Shawn has a masters of public administration, JD, and a BA in political science.

Just because you received a raise, it doesn't mean you have more purchasing power. In this lesson, you'll learn about nominal wages and related concepts.

What Is a Nominal Wage?

A nominal wage is the rate of pay employees are compensated. If you're paid $15.00 per hour, your nominal wage is $15.00 per hour. The most important thing to know about a nominal wage is that it is not adjusted for inflation. Inflation is an increase in the general price level in an economy. Money wages is another term used by some people for nominal wages.

Nominal Wages and Inflation

Since a nominal wage is not adjusted for inflation, it does not accurately reflect the purchasing power your wage provides you. In the simplest terms, prices usually rise, and a dollar today is worth more than the same dollar tomorrow. The same is true of nominal wages.

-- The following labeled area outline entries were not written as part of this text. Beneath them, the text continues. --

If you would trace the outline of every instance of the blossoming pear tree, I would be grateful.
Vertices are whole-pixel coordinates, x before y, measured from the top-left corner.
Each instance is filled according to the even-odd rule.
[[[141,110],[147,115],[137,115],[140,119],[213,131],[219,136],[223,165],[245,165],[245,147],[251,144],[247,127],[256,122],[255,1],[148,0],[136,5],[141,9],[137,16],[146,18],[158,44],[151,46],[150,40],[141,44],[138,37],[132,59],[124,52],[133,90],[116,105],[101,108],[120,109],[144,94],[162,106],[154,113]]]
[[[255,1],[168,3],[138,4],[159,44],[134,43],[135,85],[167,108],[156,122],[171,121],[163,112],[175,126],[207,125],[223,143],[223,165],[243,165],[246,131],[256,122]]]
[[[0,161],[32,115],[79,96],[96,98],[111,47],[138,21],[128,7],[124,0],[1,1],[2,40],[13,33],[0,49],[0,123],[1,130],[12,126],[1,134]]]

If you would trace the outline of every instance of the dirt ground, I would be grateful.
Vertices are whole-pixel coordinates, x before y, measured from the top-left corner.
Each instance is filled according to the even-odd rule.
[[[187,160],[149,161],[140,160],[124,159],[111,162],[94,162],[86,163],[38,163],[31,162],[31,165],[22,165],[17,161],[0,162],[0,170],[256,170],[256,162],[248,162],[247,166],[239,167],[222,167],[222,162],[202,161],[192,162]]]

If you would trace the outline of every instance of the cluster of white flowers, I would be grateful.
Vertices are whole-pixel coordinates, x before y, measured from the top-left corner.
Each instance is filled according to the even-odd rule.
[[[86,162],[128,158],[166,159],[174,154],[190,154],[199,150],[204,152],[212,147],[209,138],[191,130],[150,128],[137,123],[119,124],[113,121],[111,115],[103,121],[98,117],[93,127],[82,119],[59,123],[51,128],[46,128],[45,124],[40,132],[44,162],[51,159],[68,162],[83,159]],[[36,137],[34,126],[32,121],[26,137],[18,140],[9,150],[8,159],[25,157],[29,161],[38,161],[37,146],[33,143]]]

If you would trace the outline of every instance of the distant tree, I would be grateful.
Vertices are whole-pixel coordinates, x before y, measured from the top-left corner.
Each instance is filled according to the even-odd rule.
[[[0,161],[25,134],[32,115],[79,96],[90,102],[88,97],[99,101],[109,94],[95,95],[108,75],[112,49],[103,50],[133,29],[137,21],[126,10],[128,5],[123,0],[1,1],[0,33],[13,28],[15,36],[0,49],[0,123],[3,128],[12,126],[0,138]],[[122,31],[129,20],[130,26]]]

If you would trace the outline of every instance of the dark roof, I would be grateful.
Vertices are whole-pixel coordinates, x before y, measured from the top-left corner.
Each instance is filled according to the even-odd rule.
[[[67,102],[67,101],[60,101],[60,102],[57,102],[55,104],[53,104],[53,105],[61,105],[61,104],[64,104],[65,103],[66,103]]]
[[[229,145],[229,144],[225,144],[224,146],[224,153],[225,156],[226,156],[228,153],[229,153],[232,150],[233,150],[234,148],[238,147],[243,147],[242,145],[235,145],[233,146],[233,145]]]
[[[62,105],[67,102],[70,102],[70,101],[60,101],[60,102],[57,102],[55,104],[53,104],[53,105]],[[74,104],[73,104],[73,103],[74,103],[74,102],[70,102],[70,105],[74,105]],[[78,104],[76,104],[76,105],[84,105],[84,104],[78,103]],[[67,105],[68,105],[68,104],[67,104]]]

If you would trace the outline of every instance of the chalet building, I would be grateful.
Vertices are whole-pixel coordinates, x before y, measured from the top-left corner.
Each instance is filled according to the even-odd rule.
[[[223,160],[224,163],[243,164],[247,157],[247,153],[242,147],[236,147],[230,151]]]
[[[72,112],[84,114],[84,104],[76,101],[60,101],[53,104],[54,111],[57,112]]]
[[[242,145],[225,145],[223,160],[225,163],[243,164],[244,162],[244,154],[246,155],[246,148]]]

If the wage rate doesn't keep up with inflation, your wages can't buy as much. In fact, even if you receive a raise in your wage, if the percentage increase in your wage is lower than the percentage of inflation, then you still have less earning power than you did the year before you got the raise. In order to see the effect of inflation on wages, you need to determine the real wage, which is the wage rate adjusted for inflation.

Reaction to Declining Nominal Wages

Wages are like any other good and are subject to the law of supply and demand. If the demand for labor decreases and the supply stays the same or increases, the nominal wage offered by employers in exchange for labor decreases. On the other hand, if the demand for labor increases, but supply stays the same or decreases, then the wage demanded by potential employees will increase. Nominal wages stabilize where the supply of labor equals the demand for the labor.

Economists vary on how they perceive people's reaction to a decrease in nominal wages. Economists of the classical school of thought assume that individuals are completely rational and will respond to changes in the real value of wages rather than the nominal value. Under this theory, a pay decrease will not necessarily be considered a bad thing so long as your purchasing power stays the same.